Jane Goodall-Delaney Laughlin
A large group of gorillas sat around a curving fruit vine. It was sweet and tangy just the way they liked it. Sama was the large silverback male of the group. His strong limbs usually made him intimidating to the hairless apes that came with the tubes of deathly sound, even though he was missing one of the digits on his hind leg.
When he was a baby his mother had fallen into a very deep sleep because of the tube of deathly sound. The hairless apes took him out of the tree of which his mother had fallen. They put him in a small dark place with only three tiny holes on the side.
Sama’s dark place was streaming very little light, so he could not see very well. Soon light stopped coming in. Sama guessed the big orange from the sky had been eaten again and a silver rock had been put in its place. He did not worry, though, it would grow back in the morning. It must taste very good, for every day somebody ate it. He would love to eat it.
Suddenly, hands came in and grabbed him. He tried to escape, but the hands were too strong. He was lifted from his dark area to a small square thing with silver vines that were very strong circling it. He lay there trying to sleep, but couldn’t, not without his mother’s nest and now without his mother. The next day, when the orange in the sky was black, he was once again lifted from his area. This time he was not set down. He did not like this one bit. Then he bit the hairless ape, the ape screamed. Then the odd ape pulled out a pointy, shiny object, then. . . . BOOM!

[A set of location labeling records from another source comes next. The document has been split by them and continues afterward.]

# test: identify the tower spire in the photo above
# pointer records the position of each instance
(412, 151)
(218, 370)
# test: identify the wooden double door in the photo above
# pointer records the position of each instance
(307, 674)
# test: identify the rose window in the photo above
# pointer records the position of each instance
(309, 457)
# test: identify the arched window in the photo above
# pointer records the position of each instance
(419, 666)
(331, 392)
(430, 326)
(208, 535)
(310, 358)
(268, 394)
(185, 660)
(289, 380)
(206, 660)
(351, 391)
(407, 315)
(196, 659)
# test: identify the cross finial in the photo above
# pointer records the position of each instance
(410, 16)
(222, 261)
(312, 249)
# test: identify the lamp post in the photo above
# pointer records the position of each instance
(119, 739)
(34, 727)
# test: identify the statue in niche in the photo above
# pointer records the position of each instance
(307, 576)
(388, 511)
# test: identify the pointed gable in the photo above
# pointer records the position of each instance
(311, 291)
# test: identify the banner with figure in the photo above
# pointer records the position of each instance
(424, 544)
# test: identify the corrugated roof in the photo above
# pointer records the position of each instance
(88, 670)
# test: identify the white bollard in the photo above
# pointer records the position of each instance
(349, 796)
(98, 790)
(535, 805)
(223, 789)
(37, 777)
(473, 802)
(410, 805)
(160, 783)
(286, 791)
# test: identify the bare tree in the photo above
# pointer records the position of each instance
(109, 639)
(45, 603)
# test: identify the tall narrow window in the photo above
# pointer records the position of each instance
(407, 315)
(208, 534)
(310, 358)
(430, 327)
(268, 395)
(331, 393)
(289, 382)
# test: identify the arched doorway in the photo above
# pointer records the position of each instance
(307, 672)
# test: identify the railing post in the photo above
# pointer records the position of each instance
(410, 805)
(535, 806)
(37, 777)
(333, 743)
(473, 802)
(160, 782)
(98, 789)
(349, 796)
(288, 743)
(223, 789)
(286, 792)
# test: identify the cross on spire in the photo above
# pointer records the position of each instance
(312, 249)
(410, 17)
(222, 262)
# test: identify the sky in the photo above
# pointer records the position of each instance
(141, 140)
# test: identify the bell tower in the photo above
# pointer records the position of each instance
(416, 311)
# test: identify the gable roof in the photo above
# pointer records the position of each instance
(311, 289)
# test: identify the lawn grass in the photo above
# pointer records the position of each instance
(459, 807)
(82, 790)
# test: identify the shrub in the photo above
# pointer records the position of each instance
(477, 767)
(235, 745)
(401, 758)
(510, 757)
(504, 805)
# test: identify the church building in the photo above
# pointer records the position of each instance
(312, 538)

Suddenly back in the forest, Sama screamed for his family to run. He stood his ground. Sama looked ready and calm on the outside, but on the inside, his heart was pounding like the beat of a drum. With all his strength he charged for the hairless apes as he saw them turning a corner in the dense, lush plants of the forest. The hairless apes rose their tubes of deathly sound.
Sama was on the ground, his lifeless eyes let the story of his past flow gently through the air. The hairless apes took hold of his cold feet and dragged him through the forest he would no longer be able to protect. As the bald apes dragged his body, Sama’s sould was rising with a red glow in his heart.
Finally, Sama would be able to feed on the giant orange in the sky, with nectar squirting through his teeth marks. While watching his family with their silverback and still protecting them.
Delaney Laughlin wrote this as a young Roots & Shoots member. She has since become a zoology student at Colorado State University and is working to end the abuse of animals in entertainment.